À medida que os problemas das empresas aumentam, o tema chama a atenção do mercado financeiro, que vê potencial de ganhos na recuperação de carteiras dos chamados créditos não-performados, ou seja, não pagos. “Esse mercado pode ultrapassar a casa dos R$ 20 bilhões anuais”, afirma José Braga, diretor da PwC. Esse volume representa o quanto deve ser negociado dos empréstimos que ganharam um selo de “perda” dos bancos, financeiras e de empresas que financiam seus clientes, como construtoras e redes de varejo. No entanto, vender essas carteiras não salva as empresas do prejuízo. Considerados perdidos, os créditos são vendidos por uma fração ínfima do valor de face.
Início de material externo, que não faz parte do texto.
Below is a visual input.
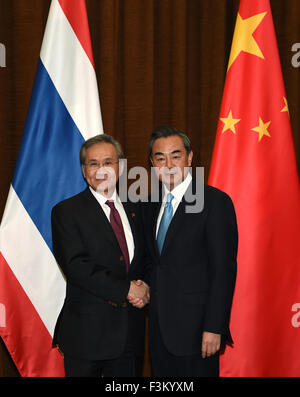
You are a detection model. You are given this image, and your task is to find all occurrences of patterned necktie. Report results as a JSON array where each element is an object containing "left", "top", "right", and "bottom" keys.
[
  {"left": 157, "top": 193, "right": 174, "bottom": 253},
  {"left": 105, "top": 200, "right": 130, "bottom": 272}
]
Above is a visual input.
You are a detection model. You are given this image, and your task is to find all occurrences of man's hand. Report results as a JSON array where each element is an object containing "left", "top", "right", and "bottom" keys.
[
  {"left": 127, "top": 280, "right": 150, "bottom": 309},
  {"left": 202, "top": 331, "right": 221, "bottom": 358}
]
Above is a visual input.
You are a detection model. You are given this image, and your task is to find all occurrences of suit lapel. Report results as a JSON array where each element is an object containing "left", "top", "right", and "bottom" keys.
[
  {"left": 150, "top": 201, "right": 162, "bottom": 256},
  {"left": 162, "top": 176, "right": 198, "bottom": 254}
]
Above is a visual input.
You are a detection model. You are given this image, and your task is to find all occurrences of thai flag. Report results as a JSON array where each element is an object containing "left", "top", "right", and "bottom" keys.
[{"left": 0, "top": 0, "right": 103, "bottom": 376}]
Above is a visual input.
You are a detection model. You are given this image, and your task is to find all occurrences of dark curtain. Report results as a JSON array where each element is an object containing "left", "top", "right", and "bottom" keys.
[{"left": 0, "top": 0, "right": 300, "bottom": 376}]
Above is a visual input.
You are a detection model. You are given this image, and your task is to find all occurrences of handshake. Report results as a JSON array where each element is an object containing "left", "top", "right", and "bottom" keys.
[{"left": 127, "top": 280, "right": 150, "bottom": 309}]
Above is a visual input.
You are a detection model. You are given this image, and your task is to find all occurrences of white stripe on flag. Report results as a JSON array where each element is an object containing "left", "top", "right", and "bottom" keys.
[{"left": 40, "top": 0, "right": 103, "bottom": 140}]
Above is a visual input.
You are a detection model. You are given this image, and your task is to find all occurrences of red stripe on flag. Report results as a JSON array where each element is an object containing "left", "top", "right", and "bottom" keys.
[
  {"left": 0, "top": 252, "right": 65, "bottom": 377},
  {"left": 58, "top": 0, "right": 95, "bottom": 68}
]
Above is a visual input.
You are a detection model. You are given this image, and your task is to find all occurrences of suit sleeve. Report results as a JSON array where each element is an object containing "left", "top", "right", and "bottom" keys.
[
  {"left": 51, "top": 205, "right": 130, "bottom": 304},
  {"left": 204, "top": 194, "right": 238, "bottom": 342}
]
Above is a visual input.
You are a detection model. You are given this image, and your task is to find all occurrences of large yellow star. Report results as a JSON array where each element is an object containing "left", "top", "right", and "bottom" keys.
[
  {"left": 220, "top": 110, "right": 241, "bottom": 134},
  {"left": 227, "top": 12, "right": 267, "bottom": 71},
  {"left": 281, "top": 97, "right": 290, "bottom": 115},
  {"left": 251, "top": 118, "right": 271, "bottom": 142}
]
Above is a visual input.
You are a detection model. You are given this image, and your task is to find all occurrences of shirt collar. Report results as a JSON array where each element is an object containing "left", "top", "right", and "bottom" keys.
[{"left": 89, "top": 186, "right": 119, "bottom": 205}]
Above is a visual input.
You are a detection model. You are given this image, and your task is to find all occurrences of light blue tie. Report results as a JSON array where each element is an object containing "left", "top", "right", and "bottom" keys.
[{"left": 157, "top": 193, "right": 174, "bottom": 253}]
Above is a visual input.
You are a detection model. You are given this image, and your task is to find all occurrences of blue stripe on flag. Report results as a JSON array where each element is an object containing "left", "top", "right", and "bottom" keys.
[{"left": 12, "top": 60, "right": 86, "bottom": 250}]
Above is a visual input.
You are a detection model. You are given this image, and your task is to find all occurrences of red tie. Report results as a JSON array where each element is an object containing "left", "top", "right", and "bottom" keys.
[{"left": 105, "top": 200, "right": 129, "bottom": 272}]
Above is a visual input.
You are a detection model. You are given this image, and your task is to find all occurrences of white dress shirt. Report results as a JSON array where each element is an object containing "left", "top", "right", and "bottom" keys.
[
  {"left": 90, "top": 187, "right": 134, "bottom": 262},
  {"left": 156, "top": 173, "right": 192, "bottom": 236}
]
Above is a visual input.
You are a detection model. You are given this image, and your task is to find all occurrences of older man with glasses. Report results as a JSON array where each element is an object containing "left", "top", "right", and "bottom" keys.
[{"left": 52, "top": 134, "right": 149, "bottom": 377}]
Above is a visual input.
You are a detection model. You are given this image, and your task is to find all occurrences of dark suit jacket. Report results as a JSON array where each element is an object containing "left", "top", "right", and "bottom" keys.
[
  {"left": 52, "top": 188, "right": 145, "bottom": 360},
  {"left": 143, "top": 181, "right": 238, "bottom": 356}
]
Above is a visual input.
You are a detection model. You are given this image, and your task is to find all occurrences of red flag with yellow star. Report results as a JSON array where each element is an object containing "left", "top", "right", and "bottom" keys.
[{"left": 208, "top": 0, "right": 300, "bottom": 377}]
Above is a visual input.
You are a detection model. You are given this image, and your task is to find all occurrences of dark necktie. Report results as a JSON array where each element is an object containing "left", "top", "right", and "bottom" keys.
[{"left": 105, "top": 200, "right": 130, "bottom": 272}]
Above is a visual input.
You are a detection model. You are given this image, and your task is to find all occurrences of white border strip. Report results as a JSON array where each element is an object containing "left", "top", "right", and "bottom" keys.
[{"left": 0, "top": 186, "right": 66, "bottom": 336}]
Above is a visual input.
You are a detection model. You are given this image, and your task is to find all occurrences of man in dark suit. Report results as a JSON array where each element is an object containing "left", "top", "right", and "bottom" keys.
[
  {"left": 140, "top": 127, "right": 237, "bottom": 376},
  {"left": 52, "top": 134, "right": 148, "bottom": 376}
]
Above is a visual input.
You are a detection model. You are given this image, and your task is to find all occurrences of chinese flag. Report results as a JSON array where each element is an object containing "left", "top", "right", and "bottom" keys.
[{"left": 208, "top": 0, "right": 300, "bottom": 377}]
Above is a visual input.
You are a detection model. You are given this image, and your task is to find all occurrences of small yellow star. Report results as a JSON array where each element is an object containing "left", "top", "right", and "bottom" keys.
[
  {"left": 251, "top": 118, "right": 271, "bottom": 142},
  {"left": 227, "top": 12, "right": 267, "bottom": 71},
  {"left": 220, "top": 110, "right": 241, "bottom": 134},
  {"left": 281, "top": 97, "right": 290, "bottom": 116}
]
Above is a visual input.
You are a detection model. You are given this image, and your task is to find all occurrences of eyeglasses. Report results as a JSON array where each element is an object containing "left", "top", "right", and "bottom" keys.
[
  {"left": 153, "top": 152, "right": 184, "bottom": 165},
  {"left": 84, "top": 160, "right": 119, "bottom": 170}
]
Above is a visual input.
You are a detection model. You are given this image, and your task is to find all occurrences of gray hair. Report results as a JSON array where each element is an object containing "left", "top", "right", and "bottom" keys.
[
  {"left": 148, "top": 126, "right": 192, "bottom": 157},
  {"left": 80, "top": 134, "right": 124, "bottom": 165}
]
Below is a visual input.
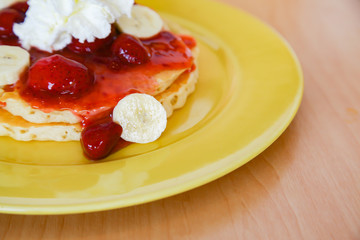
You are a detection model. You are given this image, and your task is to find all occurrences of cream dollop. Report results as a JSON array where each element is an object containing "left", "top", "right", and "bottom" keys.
[{"left": 13, "top": 0, "right": 134, "bottom": 52}]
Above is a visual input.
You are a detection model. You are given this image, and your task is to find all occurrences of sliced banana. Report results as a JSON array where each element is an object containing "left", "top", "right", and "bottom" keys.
[
  {"left": 116, "top": 5, "right": 164, "bottom": 38},
  {"left": 0, "top": 45, "right": 30, "bottom": 88},
  {"left": 113, "top": 93, "right": 167, "bottom": 143}
]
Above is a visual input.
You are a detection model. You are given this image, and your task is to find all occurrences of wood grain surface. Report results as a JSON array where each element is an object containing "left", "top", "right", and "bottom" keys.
[{"left": 0, "top": 0, "right": 360, "bottom": 240}]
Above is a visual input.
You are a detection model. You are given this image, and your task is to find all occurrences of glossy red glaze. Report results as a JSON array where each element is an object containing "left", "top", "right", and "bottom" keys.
[
  {"left": 27, "top": 54, "right": 93, "bottom": 98},
  {"left": 5, "top": 29, "right": 193, "bottom": 125},
  {"left": 0, "top": 8, "right": 25, "bottom": 38},
  {"left": 81, "top": 118, "right": 122, "bottom": 160},
  {"left": 111, "top": 33, "right": 151, "bottom": 65},
  {"left": 0, "top": 7, "right": 195, "bottom": 159}
]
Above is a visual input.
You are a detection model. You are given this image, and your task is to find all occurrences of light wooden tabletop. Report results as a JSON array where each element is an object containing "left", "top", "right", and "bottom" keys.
[{"left": 0, "top": 0, "right": 360, "bottom": 240}]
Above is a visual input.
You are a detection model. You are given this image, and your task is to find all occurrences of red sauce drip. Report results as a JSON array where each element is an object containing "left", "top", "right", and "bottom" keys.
[{"left": 181, "top": 35, "right": 197, "bottom": 49}]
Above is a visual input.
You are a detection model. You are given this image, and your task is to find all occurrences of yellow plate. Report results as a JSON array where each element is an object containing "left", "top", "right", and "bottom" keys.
[{"left": 0, "top": 0, "right": 303, "bottom": 214}]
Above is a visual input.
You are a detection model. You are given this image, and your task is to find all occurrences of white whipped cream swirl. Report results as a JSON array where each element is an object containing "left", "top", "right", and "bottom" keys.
[{"left": 13, "top": 0, "right": 134, "bottom": 52}]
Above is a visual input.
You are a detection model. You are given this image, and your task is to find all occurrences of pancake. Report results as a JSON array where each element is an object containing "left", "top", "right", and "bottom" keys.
[
  {"left": 0, "top": 69, "right": 187, "bottom": 124},
  {"left": 0, "top": 18, "right": 199, "bottom": 142},
  {"left": 0, "top": 66, "right": 198, "bottom": 142}
]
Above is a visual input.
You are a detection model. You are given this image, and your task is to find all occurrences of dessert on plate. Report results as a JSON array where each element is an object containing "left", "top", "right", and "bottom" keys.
[{"left": 0, "top": 0, "right": 198, "bottom": 159}]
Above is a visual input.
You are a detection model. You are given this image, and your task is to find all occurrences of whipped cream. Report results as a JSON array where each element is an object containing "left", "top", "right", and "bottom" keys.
[{"left": 13, "top": 0, "right": 134, "bottom": 52}]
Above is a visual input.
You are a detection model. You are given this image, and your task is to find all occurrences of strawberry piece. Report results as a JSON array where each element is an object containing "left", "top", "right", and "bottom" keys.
[
  {"left": 0, "top": 8, "right": 25, "bottom": 37},
  {"left": 111, "top": 33, "right": 151, "bottom": 65},
  {"left": 27, "top": 54, "right": 93, "bottom": 96},
  {"left": 8, "top": 2, "right": 29, "bottom": 14},
  {"left": 67, "top": 27, "right": 116, "bottom": 53},
  {"left": 81, "top": 121, "right": 122, "bottom": 160}
]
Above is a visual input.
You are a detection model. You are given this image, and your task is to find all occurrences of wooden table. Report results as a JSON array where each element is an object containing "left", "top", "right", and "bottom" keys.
[{"left": 0, "top": 0, "right": 360, "bottom": 240}]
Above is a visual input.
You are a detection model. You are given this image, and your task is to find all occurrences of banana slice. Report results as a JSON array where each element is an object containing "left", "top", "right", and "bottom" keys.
[
  {"left": 113, "top": 93, "right": 167, "bottom": 143},
  {"left": 116, "top": 5, "right": 164, "bottom": 38},
  {"left": 0, "top": 45, "right": 30, "bottom": 88}
]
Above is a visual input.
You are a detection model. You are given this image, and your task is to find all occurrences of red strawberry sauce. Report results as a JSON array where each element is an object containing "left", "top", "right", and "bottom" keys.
[
  {"left": 0, "top": 31, "right": 193, "bottom": 125},
  {"left": 0, "top": 3, "right": 196, "bottom": 159}
]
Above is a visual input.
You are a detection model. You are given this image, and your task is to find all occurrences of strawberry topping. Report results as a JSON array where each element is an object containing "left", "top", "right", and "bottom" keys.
[
  {"left": 81, "top": 119, "right": 122, "bottom": 160},
  {"left": 111, "top": 33, "right": 151, "bottom": 65},
  {"left": 27, "top": 54, "right": 92, "bottom": 96},
  {"left": 0, "top": 8, "right": 25, "bottom": 38}
]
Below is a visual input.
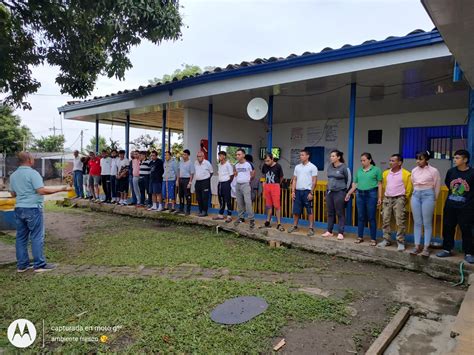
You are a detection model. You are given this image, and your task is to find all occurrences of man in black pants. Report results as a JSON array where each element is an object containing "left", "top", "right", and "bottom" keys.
[
  {"left": 194, "top": 151, "right": 214, "bottom": 217},
  {"left": 176, "top": 149, "right": 194, "bottom": 216},
  {"left": 436, "top": 149, "right": 474, "bottom": 264},
  {"left": 212, "top": 151, "right": 234, "bottom": 223}
]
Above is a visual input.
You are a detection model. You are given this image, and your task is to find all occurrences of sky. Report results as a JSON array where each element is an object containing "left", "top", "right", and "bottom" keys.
[{"left": 5, "top": 0, "right": 434, "bottom": 149}]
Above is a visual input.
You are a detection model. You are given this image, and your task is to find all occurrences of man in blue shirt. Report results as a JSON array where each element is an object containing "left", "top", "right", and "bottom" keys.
[{"left": 10, "top": 152, "right": 70, "bottom": 272}]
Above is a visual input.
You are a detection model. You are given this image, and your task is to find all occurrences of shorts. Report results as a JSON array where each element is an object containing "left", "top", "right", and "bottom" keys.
[
  {"left": 116, "top": 177, "right": 129, "bottom": 193},
  {"left": 150, "top": 181, "right": 162, "bottom": 195},
  {"left": 293, "top": 190, "right": 313, "bottom": 215},
  {"left": 263, "top": 184, "right": 281, "bottom": 210},
  {"left": 89, "top": 175, "right": 100, "bottom": 187},
  {"left": 161, "top": 180, "right": 176, "bottom": 200}
]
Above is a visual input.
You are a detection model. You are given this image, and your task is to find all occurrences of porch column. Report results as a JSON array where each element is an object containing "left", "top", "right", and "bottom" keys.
[
  {"left": 267, "top": 95, "right": 273, "bottom": 153},
  {"left": 161, "top": 109, "right": 166, "bottom": 161},
  {"left": 346, "top": 83, "right": 357, "bottom": 225},
  {"left": 95, "top": 115, "right": 99, "bottom": 154},
  {"left": 207, "top": 104, "right": 213, "bottom": 163},
  {"left": 125, "top": 111, "right": 130, "bottom": 159},
  {"left": 467, "top": 87, "right": 474, "bottom": 159}
]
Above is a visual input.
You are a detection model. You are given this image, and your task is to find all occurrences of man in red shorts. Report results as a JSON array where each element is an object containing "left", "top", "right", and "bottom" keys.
[{"left": 262, "top": 153, "right": 285, "bottom": 232}]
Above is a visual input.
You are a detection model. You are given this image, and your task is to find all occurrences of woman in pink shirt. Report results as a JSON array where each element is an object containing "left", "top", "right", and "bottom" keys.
[{"left": 410, "top": 152, "right": 441, "bottom": 257}]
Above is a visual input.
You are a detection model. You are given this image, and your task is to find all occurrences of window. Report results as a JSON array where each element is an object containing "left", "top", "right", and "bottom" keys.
[
  {"left": 400, "top": 125, "right": 467, "bottom": 160},
  {"left": 216, "top": 142, "right": 252, "bottom": 164}
]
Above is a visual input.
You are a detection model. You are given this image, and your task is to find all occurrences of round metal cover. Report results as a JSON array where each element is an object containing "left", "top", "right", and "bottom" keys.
[{"left": 211, "top": 296, "right": 268, "bottom": 324}]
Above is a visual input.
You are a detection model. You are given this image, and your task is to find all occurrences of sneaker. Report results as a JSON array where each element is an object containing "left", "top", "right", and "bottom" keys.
[
  {"left": 377, "top": 239, "right": 392, "bottom": 248},
  {"left": 464, "top": 254, "right": 474, "bottom": 264},
  {"left": 436, "top": 250, "right": 453, "bottom": 258},
  {"left": 16, "top": 265, "right": 33, "bottom": 272},
  {"left": 288, "top": 226, "right": 298, "bottom": 233},
  {"left": 34, "top": 264, "right": 56, "bottom": 272}
]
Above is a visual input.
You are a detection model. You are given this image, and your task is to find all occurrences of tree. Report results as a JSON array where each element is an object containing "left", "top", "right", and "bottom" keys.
[
  {"left": 86, "top": 135, "right": 110, "bottom": 153},
  {"left": 0, "top": 0, "right": 183, "bottom": 109},
  {"left": 148, "top": 63, "right": 214, "bottom": 85},
  {"left": 32, "top": 134, "right": 66, "bottom": 152},
  {"left": 0, "top": 105, "right": 33, "bottom": 154}
]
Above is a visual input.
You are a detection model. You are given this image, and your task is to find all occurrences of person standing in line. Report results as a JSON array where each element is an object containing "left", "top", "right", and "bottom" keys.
[
  {"left": 72, "top": 150, "right": 84, "bottom": 198},
  {"left": 138, "top": 150, "right": 151, "bottom": 207},
  {"left": 110, "top": 149, "right": 119, "bottom": 203},
  {"left": 161, "top": 150, "right": 178, "bottom": 213},
  {"left": 212, "top": 151, "right": 234, "bottom": 223},
  {"left": 148, "top": 150, "right": 164, "bottom": 211},
  {"left": 345, "top": 153, "right": 382, "bottom": 246},
  {"left": 436, "top": 149, "right": 474, "bottom": 264},
  {"left": 321, "top": 149, "right": 352, "bottom": 240},
  {"left": 100, "top": 149, "right": 112, "bottom": 203},
  {"left": 194, "top": 151, "right": 214, "bottom": 217},
  {"left": 288, "top": 149, "right": 318, "bottom": 237},
  {"left": 378, "top": 154, "right": 413, "bottom": 251},
  {"left": 410, "top": 152, "right": 441, "bottom": 257},
  {"left": 10, "top": 152, "right": 70, "bottom": 272},
  {"left": 178, "top": 149, "right": 195, "bottom": 216},
  {"left": 234, "top": 149, "right": 255, "bottom": 229},
  {"left": 262, "top": 153, "right": 285, "bottom": 232},
  {"left": 88, "top": 152, "right": 101, "bottom": 202},
  {"left": 115, "top": 150, "right": 130, "bottom": 206},
  {"left": 81, "top": 156, "right": 92, "bottom": 199}
]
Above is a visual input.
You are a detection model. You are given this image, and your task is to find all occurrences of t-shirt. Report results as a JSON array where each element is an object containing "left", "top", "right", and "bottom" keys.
[
  {"left": 100, "top": 157, "right": 112, "bottom": 175},
  {"left": 354, "top": 165, "right": 382, "bottom": 191},
  {"left": 444, "top": 167, "right": 474, "bottom": 210},
  {"left": 178, "top": 160, "right": 194, "bottom": 178},
  {"left": 293, "top": 162, "right": 318, "bottom": 190},
  {"left": 217, "top": 161, "right": 234, "bottom": 182},
  {"left": 262, "top": 163, "right": 283, "bottom": 184},
  {"left": 149, "top": 158, "right": 164, "bottom": 182},
  {"left": 235, "top": 161, "right": 253, "bottom": 184},
  {"left": 10, "top": 166, "right": 44, "bottom": 208},
  {"left": 88, "top": 157, "right": 100, "bottom": 176}
]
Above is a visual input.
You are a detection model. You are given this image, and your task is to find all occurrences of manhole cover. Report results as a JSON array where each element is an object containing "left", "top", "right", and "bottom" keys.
[{"left": 211, "top": 296, "right": 268, "bottom": 324}]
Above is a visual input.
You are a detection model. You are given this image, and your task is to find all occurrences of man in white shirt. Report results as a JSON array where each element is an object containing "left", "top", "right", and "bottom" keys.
[
  {"left": 213, "top": 151, "right": 234, "bottom": 223},
  {"left": 110, "top": 149, "right": 119, "bottom": 203},
  {"left": 72, "top": 150, "right": 84, "bottom": 198},
  {"left": 234, "top": 149, "right": 255, "bottom": 229},
  {"left": 194, "top": 151, "right": 214, "bottom": 217},
  {"left": 288, "top": 149, "right": 318, "bottom": 237},
  {"left": 100, "top": 149, "right": 112, "bottom": 203}
]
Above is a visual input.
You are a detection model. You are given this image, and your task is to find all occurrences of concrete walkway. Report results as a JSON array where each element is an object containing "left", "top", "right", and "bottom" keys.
[{"left": 66, "top": 200, "right": 474, "bottom": 282}]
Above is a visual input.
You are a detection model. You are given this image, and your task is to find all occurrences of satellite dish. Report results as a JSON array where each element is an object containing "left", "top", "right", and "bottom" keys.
[{"left": 247, "top": 97, "right": 268, "bottom": 121}]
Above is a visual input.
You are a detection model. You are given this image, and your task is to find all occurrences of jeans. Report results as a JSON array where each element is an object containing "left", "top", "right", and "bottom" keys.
[
  {"left": 235, "top": 182, "right": 255, "bottom": 220},
  {"left": 15, "top": 207, "right": 46, "bottom": 269},
  {"left": 411, "top": 189, "right": 436, "bottom": 247},
  {"left": 326, "top": 190, "right": 346, "bottom": 234},
  {"left": 73, "top": 170, "right": 84, "bottom": 198},
  {"left": 217, "top": 180, "right": 232, "bottom": 216},
  {"left": 356, "top": 188, "right": 377, "bottom": 240},
  {"left": 443, "top": 206, "right": 474, "bottom": 255}
]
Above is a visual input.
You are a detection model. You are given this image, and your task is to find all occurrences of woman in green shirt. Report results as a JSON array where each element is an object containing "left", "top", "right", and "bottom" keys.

Mesmo assim, há quem veja potencial nessas operações. É o caso do Itaú Unibanco que, em fevereiro, adquiriu, por R$ 640 milhões, uma das maiores companhias de recuperação do Brasil, a Recovery, que era controlada pelo BTG Pactual. Com isso, o Itaú comprometeu-se a comprar um portfólio de R$ 38 bilhões em carteiras pertencentes ao BTG. Procurados, Itaú e BTG não quiseram se pronunciar.

Eles não são os únicos nesse mercado. A Jive Investments, por exemplo, comprou em fevereiro uma carteira do Itaú de R$ 2,2 bilhões em créditos em atraso. Em operações como essa, a expectativa é lucrar com renegociação com mutuários ou reconduzindo as dívidas a partir da emissão de títulos. “Estamos estudando os créditos do BVA”, afirma Guilherme Ferreira, presidente da Jive, que em 2010 comprou, por apenas R$ 27 milhões, o portfólio do banco americano Lehman Brothers no Brasil, cujo valor nominal era de R$ 816 milhões. “Estamos também de olho em passivos dos Estados e no setor imobiliário”, afirma. Alexandre Nobre, sócio da RCB Investimentos, também tem se interessado por ativos ligados à construção civil, além de ter analisado carteiras de crédito do setor de óleo e gás e do segmento automotivo. “Tipicamente, os desembolsos correspondem a 4% ou 5% do valor de face”, diz. “Já a recuperação varia de 10% a 15%, quando se trata de uma carteira massificada.” Além dos riscos, um dos grandes empecilhos para o desenvolvimento desse mercado é, segundo Eurico D’Amorim, sócio da IF Consultant, a falta de liquidez. “O investidor tem de ficar até o fim porque o mercado secundário é muito pequeno no Brasil”, diz. Com tanto quebra-quebra de empresas à vista, talvez, esse cenário mude.